The audience, for the most part, was Cuban. As in the Alhambra theater, the performances were for men only. The best of his repertoire was the parody of Don Juan Tenorio, by Zorrilla, which was brought to the stage, in an inevitable way, every second of November, Day of the Faithful Dead. The orchestra was made up of piano, drums, trumpet, violins and one or two other instruments. One of the violinists was nicknamed Pumpkin. Outstanding actors from Shanghai were Chino Wong and Armando Bringuier – Old Man Bringuier – who also performed successfully on radio, TV and other theaters.

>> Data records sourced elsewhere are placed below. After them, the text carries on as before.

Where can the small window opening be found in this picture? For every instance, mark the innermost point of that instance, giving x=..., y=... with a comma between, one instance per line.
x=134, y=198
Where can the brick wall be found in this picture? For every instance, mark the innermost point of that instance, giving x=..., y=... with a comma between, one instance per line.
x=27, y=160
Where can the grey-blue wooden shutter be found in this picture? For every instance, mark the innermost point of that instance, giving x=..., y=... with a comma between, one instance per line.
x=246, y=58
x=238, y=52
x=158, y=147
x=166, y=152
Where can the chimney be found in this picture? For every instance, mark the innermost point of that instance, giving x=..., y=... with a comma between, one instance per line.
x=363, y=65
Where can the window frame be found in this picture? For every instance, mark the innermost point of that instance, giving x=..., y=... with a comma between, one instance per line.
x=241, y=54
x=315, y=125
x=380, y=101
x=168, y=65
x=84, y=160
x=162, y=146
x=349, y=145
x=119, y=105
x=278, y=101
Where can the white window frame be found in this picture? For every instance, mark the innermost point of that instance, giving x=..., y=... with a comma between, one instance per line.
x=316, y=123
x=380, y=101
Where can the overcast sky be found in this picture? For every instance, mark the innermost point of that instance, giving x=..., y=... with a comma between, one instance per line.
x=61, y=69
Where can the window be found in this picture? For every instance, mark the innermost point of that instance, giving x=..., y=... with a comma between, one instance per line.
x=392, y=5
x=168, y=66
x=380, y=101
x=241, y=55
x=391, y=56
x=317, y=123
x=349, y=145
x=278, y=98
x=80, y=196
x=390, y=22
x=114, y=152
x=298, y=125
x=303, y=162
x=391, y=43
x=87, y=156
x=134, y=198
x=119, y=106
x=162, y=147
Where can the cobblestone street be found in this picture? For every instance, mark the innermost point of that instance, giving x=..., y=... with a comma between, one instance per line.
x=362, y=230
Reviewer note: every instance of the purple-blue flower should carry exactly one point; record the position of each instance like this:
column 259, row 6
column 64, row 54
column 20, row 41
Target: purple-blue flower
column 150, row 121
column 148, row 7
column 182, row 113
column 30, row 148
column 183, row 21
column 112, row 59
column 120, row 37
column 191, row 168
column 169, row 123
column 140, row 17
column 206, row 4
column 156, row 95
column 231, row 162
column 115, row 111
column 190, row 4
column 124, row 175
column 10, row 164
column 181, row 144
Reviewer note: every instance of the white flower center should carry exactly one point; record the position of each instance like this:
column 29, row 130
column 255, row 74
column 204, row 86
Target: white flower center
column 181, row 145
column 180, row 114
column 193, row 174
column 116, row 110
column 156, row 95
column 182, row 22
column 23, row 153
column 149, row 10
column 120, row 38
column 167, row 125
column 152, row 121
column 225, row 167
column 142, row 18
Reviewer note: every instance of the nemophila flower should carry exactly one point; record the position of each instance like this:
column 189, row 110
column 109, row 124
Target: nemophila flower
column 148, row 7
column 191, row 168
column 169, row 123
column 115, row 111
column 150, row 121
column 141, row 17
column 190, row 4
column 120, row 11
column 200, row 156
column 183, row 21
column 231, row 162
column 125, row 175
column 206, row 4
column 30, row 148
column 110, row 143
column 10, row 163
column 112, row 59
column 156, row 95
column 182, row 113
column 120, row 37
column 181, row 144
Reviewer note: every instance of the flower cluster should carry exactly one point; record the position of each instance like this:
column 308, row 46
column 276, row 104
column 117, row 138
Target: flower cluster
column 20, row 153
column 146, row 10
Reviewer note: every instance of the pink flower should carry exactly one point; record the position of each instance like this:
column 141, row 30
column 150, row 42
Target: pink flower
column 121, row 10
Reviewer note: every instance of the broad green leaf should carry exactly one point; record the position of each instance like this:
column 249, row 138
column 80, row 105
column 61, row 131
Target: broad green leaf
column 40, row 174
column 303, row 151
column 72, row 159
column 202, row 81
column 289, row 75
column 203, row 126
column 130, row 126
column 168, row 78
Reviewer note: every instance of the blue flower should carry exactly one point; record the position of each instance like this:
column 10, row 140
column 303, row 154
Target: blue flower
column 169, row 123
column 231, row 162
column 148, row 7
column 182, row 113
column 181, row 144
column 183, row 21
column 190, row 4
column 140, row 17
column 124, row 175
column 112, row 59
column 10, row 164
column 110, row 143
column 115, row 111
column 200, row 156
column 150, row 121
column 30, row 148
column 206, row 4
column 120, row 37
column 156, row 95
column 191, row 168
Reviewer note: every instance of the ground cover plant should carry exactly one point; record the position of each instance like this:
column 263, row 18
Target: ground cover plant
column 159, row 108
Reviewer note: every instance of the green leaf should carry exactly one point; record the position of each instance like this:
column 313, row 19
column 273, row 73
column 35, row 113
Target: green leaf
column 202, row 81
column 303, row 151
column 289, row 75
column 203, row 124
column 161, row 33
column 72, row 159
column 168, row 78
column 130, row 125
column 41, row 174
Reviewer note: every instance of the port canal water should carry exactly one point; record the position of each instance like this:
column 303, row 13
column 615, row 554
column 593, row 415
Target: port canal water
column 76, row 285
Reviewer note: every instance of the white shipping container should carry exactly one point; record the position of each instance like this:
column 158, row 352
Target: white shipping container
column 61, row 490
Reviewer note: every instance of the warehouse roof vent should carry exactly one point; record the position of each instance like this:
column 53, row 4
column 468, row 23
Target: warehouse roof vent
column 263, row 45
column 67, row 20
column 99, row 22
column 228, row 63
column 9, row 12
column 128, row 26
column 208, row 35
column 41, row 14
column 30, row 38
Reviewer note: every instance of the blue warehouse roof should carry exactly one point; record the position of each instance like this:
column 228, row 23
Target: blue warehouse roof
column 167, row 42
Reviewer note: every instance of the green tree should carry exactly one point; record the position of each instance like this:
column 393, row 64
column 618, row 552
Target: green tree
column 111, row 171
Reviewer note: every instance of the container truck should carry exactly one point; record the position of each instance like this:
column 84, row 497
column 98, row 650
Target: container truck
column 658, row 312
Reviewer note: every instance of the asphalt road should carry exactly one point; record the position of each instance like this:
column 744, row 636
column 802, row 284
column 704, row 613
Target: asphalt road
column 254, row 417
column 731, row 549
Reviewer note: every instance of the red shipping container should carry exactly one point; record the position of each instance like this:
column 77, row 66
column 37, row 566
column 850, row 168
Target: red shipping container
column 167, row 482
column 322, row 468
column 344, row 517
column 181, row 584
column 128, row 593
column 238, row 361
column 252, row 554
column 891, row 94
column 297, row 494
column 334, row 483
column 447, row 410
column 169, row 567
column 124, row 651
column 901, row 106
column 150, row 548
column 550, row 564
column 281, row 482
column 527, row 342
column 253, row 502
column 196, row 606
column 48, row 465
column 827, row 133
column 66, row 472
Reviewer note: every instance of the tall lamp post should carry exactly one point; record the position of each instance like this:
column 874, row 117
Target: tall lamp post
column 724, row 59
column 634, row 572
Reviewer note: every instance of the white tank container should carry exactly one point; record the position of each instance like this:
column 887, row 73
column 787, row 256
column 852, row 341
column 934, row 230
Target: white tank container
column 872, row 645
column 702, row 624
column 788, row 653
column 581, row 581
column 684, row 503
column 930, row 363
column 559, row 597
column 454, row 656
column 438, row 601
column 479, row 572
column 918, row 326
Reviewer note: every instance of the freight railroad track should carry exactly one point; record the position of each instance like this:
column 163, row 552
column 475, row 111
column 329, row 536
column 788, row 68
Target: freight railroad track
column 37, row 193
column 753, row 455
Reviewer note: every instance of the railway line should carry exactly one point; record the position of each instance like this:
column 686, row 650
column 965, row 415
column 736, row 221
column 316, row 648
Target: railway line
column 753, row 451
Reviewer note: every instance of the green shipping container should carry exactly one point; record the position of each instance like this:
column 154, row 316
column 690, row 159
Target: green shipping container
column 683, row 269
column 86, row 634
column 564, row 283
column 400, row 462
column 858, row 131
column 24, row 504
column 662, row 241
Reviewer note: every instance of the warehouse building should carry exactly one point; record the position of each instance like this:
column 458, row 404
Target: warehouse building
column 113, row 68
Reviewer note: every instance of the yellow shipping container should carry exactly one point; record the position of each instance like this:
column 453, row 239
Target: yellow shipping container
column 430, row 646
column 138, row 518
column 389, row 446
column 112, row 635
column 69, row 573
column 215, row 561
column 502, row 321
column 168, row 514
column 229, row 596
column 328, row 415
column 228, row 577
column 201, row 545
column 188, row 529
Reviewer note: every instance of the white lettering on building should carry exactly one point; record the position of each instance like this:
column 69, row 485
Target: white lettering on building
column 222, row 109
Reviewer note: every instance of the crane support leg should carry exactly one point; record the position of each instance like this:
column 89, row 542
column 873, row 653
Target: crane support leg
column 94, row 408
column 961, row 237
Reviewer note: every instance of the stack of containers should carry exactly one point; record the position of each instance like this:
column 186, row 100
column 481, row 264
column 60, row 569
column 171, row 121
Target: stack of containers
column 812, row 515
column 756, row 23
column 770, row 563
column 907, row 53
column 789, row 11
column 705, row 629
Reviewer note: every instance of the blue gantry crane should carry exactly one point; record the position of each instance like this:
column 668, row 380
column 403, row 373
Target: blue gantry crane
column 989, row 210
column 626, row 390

The rumbera Cuquita Carballo was snatched up in her presentations – and she never undressed on the scene. They appeared at the Regalías Cabaret, CMQ Television’s star program and shows by the Sierra and Bambú Club cabarets. He started very young as part of the cast of the Santos y Artigas circus, which opened all the doors for him. A very complete artist who also worked for the radio and recorded several long-playing albums.

Very celebrated was his interpretation of Flor Canela, by the Puerto Rican Bobby Capó. He was among the artistic talents entertaining the American military in the days of World War II and was awarded a decoration by the Washington government for this. As a star she was very popular in Spain and was applauded in almost all of South America. In Brazil, where he filmed many movies, a street in Rio de Janeiro bears his name.

There was a very intense public participation in Shanghai. On one occasion, when a champagne toast was being made on the scene, a spectator at the gathering broke out shouting that they were toasting not with champagne, but with Materva, a yellow soda. The actors tried to advance with the libretto, but the laughter of the public and the shouts of the importunate were not allowed. They were about to turn on the lights to put an end to the disorder, when Tobita, the black of the company, advanced to the stage and, addressing the intruder, glass in hand, shouted:

-Of course it’s Materva… for forty kilos that you paid up front, what the… did you want? Real champagne?

The theater collapsed to the applause.